疲弊した整備員たちが、それでも走っていた。


整備班長が怒鳴る。


「止まるな!」


「ここで止めたら全部無駄だ!」


疲労は限界。


だが。


誰も止まらない。


風間も再出撃準備をしていた。


若手エース候補が隣へ座る。


「まだ飛ぶんですか。」


風間は笑う。


「空いてるだろ。」


少女も苦笑した。


「化け物ですね。」


「お互い様だ。」


その頃。


後方。


椿では負傷者搬送が続いていた。


椿艦長が静かに歩く。


疲弊した兵たち。


油と血の匂い。


それでも彼女は止まらない。


「次、医務区画へ。」


「まだ眠らないでくださいね。」


柔らかな声。


だが。


その声に救われる者がいた。


海上。


第88機動艦隊再前進。


今度は押し返す側だった。


航空隊先行。


重巡砲撃。


駆逐艦雷撃。


前衛戦艦突撃。


艦隊全体が巨大な槍になる。


そして。


G群。


後退。


さらに後退。


だが。


完全には消えない。


観測員が震えた声を出す。


「……また消えます!」


敵艦。


海霧のように。


黒い影のように。


次々と消失していく。


残骸は少ない。


沈没ではない。


まるで。


海そのものへ戻るようだった。


観測索敵士が小さく呟く。


「……帰ってる。
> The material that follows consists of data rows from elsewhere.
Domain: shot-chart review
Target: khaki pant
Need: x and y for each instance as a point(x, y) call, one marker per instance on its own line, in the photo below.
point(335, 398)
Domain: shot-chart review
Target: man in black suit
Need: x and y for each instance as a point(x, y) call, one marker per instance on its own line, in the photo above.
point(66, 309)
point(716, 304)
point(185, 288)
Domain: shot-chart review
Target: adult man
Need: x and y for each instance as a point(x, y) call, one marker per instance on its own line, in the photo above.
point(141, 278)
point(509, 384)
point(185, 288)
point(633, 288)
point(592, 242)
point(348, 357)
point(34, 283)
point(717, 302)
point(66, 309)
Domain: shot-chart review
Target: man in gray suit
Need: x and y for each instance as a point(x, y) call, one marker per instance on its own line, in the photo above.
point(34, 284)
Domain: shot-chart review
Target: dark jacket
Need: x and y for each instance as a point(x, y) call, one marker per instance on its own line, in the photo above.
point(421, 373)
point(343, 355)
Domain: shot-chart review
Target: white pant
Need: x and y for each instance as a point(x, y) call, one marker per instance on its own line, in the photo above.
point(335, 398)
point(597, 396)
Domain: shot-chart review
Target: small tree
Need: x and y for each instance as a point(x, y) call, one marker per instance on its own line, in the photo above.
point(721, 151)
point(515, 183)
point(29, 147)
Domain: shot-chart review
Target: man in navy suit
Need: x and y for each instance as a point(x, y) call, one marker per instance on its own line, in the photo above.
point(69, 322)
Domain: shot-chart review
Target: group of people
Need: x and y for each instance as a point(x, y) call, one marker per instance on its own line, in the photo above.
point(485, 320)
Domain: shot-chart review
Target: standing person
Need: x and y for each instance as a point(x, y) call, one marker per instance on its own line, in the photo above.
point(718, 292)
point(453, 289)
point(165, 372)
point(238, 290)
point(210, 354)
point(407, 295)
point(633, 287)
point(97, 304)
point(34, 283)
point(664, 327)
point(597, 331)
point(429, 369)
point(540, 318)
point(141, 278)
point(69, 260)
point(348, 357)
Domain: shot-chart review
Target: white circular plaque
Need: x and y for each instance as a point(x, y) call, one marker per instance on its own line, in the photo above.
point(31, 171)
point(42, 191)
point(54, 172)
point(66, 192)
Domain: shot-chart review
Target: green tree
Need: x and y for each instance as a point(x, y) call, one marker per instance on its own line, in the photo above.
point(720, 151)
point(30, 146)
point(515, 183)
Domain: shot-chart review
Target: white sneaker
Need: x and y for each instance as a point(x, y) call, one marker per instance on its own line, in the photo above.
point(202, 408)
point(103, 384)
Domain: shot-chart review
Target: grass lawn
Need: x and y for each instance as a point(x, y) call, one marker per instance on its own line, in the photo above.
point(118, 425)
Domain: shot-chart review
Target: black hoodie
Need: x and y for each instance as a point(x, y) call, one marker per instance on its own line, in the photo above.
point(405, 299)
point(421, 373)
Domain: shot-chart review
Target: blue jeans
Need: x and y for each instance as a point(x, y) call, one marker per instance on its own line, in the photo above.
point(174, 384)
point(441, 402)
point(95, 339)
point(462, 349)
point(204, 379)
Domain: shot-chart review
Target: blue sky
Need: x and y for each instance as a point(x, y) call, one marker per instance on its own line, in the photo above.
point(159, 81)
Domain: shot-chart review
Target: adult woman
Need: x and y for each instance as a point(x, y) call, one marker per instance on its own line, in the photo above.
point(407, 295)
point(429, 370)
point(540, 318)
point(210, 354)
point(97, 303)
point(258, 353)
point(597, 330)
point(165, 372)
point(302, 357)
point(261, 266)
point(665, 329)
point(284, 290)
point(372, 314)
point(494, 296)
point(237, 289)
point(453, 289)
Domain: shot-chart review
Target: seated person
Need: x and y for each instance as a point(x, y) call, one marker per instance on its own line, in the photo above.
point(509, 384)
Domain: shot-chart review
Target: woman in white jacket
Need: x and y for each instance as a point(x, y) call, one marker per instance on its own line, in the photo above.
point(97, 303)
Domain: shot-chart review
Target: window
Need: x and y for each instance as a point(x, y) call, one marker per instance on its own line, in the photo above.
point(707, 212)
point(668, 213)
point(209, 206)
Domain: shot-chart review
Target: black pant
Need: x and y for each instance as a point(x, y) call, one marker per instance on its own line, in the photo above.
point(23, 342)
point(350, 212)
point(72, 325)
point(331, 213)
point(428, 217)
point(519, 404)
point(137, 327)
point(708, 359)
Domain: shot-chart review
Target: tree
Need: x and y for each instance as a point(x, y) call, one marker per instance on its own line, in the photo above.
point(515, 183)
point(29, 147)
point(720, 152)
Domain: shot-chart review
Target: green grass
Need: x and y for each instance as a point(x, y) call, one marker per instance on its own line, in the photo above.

」


副長が振り返る。


「どこへ。」


答えはなかった。


ただ。


南東海域。


その方向だけ。


海が異様に暗かった。


そして。


夜明け前。


真珠湾防衛線。


完全維持確認。


G群後退。


戦闘終了。


通信士が静かに言った。


「……ハワイ防衛成功です。」


艦橋が静かになる。


歓声はない。


皆、疲れ切っていた。


艦長が椅子へ深く座る。


「疲れたな。」


副長も珍しく小さく息を吐いた。


美鈴だけは、まだ海を見ていた。


その先。


南東。


黒い海域。


そこに何かがある。


そんな気がしていた。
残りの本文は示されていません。